2, public packet large data can develop software? This is actually a very crazy idea, this is how I read the idea of the president, assuming that we can do large data software development, then the situation should be as follows: Large data crawling machine according to read Sina Weibo data, Baidu Index data, Baidu Bar data, Taobao trading data ... After discovering the user's various emotions as well as the needs of the curve, software developers then based on the presentation of these data to develop a software model and then to the operator placed in the cloud, and the user to participate in the various cloud generated by the software, which produced a variety of behavior, so the machine based on the behavior of these users, for software modeling, planning.

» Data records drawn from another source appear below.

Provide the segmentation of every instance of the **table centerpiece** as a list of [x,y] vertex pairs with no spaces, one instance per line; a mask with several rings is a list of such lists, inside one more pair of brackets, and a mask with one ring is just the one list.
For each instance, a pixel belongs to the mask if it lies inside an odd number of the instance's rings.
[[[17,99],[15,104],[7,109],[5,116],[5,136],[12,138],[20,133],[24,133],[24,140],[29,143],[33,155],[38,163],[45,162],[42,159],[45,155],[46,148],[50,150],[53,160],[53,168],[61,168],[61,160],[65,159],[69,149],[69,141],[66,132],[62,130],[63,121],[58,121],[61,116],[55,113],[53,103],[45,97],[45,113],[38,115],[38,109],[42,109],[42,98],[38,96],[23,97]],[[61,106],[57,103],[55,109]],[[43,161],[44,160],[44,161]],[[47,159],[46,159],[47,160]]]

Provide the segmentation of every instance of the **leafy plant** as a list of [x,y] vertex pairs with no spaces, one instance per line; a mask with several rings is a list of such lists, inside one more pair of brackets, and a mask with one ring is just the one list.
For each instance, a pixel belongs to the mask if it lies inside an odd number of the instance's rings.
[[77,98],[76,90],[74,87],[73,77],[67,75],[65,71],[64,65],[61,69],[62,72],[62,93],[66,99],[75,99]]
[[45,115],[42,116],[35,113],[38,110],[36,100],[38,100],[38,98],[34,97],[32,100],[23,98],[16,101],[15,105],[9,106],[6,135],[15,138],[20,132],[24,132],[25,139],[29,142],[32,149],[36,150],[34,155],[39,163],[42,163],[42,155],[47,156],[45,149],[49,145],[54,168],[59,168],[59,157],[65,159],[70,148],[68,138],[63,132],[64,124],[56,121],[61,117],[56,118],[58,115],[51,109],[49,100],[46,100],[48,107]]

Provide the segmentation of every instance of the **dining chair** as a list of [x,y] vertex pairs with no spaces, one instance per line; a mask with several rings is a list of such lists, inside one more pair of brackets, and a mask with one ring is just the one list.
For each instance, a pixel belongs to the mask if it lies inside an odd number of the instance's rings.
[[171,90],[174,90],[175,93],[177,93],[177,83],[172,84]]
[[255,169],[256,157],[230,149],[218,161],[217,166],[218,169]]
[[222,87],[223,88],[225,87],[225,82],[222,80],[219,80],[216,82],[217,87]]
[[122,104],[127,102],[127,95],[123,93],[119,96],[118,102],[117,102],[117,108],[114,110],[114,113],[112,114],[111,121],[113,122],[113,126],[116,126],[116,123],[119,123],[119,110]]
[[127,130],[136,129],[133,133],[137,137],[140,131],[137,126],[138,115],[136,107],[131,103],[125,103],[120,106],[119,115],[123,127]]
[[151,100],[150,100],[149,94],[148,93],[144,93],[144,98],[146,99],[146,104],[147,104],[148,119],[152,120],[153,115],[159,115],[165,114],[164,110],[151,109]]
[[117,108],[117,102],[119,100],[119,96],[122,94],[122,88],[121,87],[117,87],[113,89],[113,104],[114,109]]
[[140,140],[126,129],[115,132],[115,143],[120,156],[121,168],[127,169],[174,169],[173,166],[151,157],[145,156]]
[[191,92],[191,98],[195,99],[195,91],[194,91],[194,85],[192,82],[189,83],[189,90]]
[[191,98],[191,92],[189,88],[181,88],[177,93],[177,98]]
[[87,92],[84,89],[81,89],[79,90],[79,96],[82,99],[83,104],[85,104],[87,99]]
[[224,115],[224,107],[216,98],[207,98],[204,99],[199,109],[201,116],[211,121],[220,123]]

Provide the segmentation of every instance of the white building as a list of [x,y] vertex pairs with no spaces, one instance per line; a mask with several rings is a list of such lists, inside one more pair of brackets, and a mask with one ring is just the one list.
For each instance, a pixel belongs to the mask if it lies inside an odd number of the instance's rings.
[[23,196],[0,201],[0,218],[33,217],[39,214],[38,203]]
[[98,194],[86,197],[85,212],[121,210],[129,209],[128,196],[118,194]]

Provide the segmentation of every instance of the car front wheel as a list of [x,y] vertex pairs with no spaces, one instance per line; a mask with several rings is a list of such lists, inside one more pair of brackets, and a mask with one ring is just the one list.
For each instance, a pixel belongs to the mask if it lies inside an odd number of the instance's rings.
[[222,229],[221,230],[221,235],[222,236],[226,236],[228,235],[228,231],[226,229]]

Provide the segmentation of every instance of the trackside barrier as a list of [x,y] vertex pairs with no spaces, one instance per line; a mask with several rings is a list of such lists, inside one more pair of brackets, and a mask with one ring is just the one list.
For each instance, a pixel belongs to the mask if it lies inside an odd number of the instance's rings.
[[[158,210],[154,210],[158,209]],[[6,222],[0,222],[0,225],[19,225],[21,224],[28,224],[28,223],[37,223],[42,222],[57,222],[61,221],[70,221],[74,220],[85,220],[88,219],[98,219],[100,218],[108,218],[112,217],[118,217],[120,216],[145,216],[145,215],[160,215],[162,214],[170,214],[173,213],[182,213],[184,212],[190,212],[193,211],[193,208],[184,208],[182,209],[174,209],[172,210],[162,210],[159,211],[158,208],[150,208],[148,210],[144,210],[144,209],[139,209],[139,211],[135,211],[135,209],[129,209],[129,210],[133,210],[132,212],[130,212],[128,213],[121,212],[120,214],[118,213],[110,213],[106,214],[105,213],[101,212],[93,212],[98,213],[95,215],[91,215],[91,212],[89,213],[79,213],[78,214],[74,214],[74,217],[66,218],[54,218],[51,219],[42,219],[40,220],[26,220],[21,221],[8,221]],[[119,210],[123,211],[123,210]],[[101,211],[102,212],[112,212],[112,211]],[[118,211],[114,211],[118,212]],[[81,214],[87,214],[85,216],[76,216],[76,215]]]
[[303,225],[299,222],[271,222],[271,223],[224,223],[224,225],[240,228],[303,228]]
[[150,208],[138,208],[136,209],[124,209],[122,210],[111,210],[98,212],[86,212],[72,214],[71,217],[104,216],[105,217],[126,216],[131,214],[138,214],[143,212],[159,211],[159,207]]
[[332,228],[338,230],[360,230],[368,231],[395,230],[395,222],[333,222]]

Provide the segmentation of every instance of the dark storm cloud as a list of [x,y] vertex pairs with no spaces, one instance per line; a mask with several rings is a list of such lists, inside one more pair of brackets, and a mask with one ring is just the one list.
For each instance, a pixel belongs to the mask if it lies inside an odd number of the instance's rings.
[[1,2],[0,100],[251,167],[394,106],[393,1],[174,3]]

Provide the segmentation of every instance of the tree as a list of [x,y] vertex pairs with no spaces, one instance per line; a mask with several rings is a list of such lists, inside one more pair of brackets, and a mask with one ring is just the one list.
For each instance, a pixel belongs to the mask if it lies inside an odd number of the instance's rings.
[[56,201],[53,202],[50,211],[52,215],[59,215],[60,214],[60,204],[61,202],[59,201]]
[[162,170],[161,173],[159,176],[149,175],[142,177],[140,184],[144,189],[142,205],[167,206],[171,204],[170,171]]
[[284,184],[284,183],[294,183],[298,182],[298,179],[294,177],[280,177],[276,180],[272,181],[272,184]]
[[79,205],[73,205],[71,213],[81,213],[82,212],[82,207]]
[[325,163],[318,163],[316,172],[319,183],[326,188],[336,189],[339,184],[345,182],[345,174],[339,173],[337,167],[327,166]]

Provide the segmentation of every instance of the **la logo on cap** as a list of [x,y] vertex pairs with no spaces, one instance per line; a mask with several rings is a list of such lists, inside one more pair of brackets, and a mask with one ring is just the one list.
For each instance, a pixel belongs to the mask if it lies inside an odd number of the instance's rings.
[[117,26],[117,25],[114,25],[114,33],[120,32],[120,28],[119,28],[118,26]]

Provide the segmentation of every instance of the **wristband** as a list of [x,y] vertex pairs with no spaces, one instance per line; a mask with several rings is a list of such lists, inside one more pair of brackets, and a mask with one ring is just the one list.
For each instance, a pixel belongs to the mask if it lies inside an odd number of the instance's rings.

This is a highly precise interactive data mining technology, provided that the solution and storage problems, all possible. The future of large data software will not be an inherent form, but a constant based on the data automatically changes in the super ecology, may not rely on product managers to promote, but rely on algorithmic engineers to promote, so that the user's needs naturally exposed, and then for them to implement some functions.

And I look at a higher philosophical level of such large data software constructs, if we think of the collective behavior of the entire human race as the data that is constantly working, and then some of us get to know something and then produce a variety of products, and come back to this big data software architecture, in the final analysis, such large data software, In fact, it is more like to restore our world, but it will be faster and more perfect than people do.

If such large data-software constructs were to be realized, then a certain definition of large data would be completely overturned, and the idea that large data would be a human-assisted decision tool for fixed human-information behavior would lapse. Large data may be defined at some point in the future: The true restoration of the human world, and the constant gratification of any of our desires, once we relied upon it to make decisions about something, and now we rely on it to get directly to what we want to do, and all our actions have become part of our decisions.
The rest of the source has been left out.